Dans son courrier (reproduit par Mediapart), DSK mentionne dans la liste des «risques contentieux» «les conséquences financières éventuelles des actions engagées par les mandataires liquidateurs du groupe Tapie». De fait, Bernard Tapie change d’interlocuteur: dans le dossier Adidas, il n’aura plus à ferrailler contre des syndics de liquidation mais contre l’Etat, qui garantit les éventuels frais d’éventuelles poursuites. Un changement qui lui a garanti surtout un montant faramineux d’indemnités (préjudice moral et matériel) de 285 millions d’euros au terme d’une procédure contestée en 2008. C’est bien cette lettre de DSK qui a au final ouvert la voie à cette procédure aux nombreux rebondissements.

Une décision illégale?

Et cette décision pourrait être illégale, relève Mediapart, s’appuyant sur un courrier adressé à François Fillon par Didier Migaud, le premier président de la Cour des comptes, le 3 février dernier. «La Cour considère que le CDR s'est substitué à la responsabilité du Crédit lyonnais dans le dossier Adidas-Tapie au delà de ce que pouvait autoriser le protocole [conclu à la création du CDR]», explique Didier Migaud. «La Cour recommande donc de préciser les contours de cette garantie par un avenant au protocole, ratifié en loi de finances sur le fondement de l'article 34 de la Lolf [loi organique relative aux lois de finances] compte tenu de l'incidence pour le budget de l'Etat», ajoute-t-il. «Une simple lettre du ministre ne suffisait pas.

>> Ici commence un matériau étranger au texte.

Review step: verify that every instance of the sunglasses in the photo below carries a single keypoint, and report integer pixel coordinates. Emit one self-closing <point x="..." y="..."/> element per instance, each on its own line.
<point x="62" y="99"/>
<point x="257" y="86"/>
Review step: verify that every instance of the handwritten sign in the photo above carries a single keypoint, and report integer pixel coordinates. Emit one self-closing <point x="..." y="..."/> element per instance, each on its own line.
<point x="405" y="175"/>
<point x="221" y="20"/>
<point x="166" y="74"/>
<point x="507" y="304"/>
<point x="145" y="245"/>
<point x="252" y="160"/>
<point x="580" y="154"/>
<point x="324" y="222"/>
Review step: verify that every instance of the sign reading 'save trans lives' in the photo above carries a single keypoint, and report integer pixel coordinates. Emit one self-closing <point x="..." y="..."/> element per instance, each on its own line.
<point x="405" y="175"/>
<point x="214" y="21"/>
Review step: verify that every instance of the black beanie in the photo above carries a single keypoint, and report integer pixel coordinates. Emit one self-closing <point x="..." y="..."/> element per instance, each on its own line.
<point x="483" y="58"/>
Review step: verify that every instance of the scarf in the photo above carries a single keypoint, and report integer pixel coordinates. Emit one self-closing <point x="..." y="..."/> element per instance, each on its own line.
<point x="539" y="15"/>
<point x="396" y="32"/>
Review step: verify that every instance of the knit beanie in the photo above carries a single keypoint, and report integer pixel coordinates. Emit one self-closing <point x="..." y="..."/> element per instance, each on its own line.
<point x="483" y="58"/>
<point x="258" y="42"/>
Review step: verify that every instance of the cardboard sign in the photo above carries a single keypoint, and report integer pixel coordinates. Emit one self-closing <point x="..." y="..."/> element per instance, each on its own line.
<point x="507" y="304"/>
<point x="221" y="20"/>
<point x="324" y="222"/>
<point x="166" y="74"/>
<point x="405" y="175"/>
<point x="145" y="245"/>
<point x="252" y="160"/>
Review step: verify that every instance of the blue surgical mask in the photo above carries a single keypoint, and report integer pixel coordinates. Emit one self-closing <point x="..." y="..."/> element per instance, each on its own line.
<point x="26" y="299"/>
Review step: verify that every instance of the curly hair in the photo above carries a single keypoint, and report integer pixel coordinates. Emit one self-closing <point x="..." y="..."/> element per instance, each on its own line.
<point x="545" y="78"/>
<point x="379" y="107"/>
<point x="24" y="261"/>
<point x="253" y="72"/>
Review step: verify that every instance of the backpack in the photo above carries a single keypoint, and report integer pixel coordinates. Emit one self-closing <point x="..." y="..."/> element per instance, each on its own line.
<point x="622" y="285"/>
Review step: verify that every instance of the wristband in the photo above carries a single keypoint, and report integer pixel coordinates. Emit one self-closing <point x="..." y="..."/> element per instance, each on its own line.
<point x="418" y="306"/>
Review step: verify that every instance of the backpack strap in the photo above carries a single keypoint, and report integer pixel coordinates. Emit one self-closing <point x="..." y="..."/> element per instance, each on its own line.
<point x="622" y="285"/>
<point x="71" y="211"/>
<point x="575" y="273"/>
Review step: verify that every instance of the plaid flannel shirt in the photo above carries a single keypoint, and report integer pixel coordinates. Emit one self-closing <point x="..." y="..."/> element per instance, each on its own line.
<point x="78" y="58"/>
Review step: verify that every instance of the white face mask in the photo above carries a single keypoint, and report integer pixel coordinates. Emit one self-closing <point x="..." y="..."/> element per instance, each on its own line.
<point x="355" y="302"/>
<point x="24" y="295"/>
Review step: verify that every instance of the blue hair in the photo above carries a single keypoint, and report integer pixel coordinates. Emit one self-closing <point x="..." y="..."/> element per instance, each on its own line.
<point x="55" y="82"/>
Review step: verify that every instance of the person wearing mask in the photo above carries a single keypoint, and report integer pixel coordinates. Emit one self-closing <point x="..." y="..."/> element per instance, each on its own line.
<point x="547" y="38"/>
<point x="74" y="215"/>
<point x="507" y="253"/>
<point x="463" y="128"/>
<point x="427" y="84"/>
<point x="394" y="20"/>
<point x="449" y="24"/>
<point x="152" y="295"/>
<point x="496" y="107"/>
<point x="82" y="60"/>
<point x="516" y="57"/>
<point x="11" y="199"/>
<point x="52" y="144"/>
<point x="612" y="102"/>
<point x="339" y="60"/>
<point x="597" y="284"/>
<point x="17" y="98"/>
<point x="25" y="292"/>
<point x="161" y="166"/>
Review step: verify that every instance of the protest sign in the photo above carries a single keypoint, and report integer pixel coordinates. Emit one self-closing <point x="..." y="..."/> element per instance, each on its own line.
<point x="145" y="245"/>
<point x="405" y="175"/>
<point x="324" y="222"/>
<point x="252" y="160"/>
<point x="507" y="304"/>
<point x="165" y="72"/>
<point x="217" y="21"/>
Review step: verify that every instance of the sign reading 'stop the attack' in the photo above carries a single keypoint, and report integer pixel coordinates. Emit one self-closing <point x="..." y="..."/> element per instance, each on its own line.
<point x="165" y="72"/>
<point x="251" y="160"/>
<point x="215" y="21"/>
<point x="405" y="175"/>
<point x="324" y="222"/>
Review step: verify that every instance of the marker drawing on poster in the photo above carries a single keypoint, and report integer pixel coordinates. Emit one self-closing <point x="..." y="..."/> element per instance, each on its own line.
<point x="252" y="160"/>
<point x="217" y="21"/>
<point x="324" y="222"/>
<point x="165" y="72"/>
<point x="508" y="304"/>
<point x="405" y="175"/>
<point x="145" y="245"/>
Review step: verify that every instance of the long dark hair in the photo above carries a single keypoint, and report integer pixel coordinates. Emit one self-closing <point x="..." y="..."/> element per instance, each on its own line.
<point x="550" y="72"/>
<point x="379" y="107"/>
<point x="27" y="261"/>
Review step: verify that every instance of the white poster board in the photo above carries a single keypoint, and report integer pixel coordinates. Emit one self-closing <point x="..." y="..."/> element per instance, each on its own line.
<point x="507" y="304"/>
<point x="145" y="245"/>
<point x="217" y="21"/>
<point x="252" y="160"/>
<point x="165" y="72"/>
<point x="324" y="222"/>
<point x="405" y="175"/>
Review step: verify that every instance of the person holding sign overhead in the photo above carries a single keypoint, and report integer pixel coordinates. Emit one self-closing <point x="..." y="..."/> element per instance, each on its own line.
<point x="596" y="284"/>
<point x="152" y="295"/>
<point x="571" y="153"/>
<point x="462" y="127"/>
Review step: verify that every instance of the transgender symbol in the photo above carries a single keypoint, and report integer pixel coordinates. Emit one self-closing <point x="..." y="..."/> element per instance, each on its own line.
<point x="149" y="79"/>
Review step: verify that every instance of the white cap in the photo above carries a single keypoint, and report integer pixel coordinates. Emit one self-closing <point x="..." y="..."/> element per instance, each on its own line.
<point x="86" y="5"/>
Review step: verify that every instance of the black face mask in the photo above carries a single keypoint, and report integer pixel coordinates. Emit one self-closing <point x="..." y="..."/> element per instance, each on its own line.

Il fallait une délibération du Parlement», traduit le journal en ligne.

Si l’affaire rebondit aujourd’hui, c’est donc parce que la Cour des comptes s’est saisie du dossier. Elle estime, dans un rapport confidentiel révélé par Le Figaro que «la validité juridique du recours à l’arbitrage est incertaine». Des députés PS réclament une saisine de la Cour de Justice de la République dans cette affaire, accusant Christine Lagarde, d’«abus d’autorité» pour avoir choisi un tribunal arbitral au lieu de s'en remettre à la cour d'appel de Paris.